Donitz wanted about three times more boats than he had. And he planned on keeping the US and other neutral countries out of the war. I don't know how he planned to do that. Either he sank the tonnage and sucked all neutrals into the war against Germany or he did not sink the tonnage and Britain won anyway. The number of boats was irrelevant. The only possible way would be to subdue Britain so quickly that nobody could come to her aid.

But the British government was already ready (read A Man Called Intrepid) to run the British government out of a skyscraper in New York City. Any defeat would have been very temporary as the resulting US entry would still have ensured the defeat of Germany. You cannot sink tank factories in Detroit. Or wheat fields in Kansas. There was no way Germany belonged in a war with the United States. But with the U-Boats in play, how were they to avoid it?

The U-Boats were inappropriate for German use and should have been all scrapped in 1938, except for a small coastal defense fleet.

Armistead 03-22-12 11:19 PM

Nothing would'be brought them victory in the Atlantic, but bang for the buck and what had effect, I would pick uboats.

As Winston Churchill said "The only thing that ever really frightened me during the war was the U-boat peril".

He was there, I'll take his word over yours anyday..lol

Dread Knot 03-23-12 08:03 AM

You often hear it said that if Admiral Doenitz had his magical number of 300 U-Boats at war's start he could have brought Britain to it's knees.

For Donitz to have 300 active boats at the war's start, it would mean those designs proven and ready BEFORE the war meaning many would be type II models and only a few type VII's and certainly not many of the longer ranged type IX's. The type II and type VII lack the necessary range to cruise into the western Atlantic where they could operate outside the range of aircover from Iceland, Newfoundland and Britain... so maybe the happy time is a little longer or more severe (assuming the early torpedo problems are worked out) But if the British sense 300 U-Boats in production they will cancel some of their capital ship construction and build more sloops, frigates and destroyers.

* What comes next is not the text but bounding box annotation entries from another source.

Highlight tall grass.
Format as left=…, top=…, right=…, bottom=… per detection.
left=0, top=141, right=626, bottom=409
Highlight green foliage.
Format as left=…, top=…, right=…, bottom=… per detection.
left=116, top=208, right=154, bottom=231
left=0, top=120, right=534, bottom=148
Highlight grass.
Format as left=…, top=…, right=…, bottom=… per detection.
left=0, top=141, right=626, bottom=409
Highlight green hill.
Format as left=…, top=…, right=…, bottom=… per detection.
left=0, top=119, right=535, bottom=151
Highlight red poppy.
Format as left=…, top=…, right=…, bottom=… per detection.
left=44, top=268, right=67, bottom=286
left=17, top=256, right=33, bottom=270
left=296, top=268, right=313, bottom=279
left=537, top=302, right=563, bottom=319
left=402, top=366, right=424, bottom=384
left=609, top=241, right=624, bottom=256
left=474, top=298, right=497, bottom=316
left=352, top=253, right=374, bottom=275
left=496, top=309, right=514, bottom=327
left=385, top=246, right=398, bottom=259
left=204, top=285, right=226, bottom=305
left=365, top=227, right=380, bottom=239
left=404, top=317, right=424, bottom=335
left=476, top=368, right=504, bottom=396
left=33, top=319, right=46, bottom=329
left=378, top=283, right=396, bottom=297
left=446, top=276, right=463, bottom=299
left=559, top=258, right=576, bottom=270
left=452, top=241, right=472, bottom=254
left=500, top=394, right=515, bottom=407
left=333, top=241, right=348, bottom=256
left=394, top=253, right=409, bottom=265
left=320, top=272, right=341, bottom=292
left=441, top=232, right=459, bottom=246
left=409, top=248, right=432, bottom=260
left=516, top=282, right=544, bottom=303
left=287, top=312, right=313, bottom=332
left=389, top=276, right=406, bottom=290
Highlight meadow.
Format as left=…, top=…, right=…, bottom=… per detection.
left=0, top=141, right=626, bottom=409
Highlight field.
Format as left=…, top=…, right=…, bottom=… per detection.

Plus, you're going to at least double the amount of commanders, and crews in training over the number that was already being hurriedly trained during the same period in and you're going to cram all that additional training into the same number of days and in the same number of limited areas. With everyone, new construction, new commanders, repairs, and refreshers alike, all vying for the time on the limited number of firing ranges in the Baltic you're going to have to cut back on the amount of firing time any one boat, commander, and crew actually can get.

There may be an increase in the total number of live test firings but there's going to be a decrease in the number of live test firings any one boat, commander, and crew get to make.

Congratulations. You've got more boats now, but you've also you've diverted scarce materials and supplies away from other activities and diluted the overall training level of your U-boat fleet.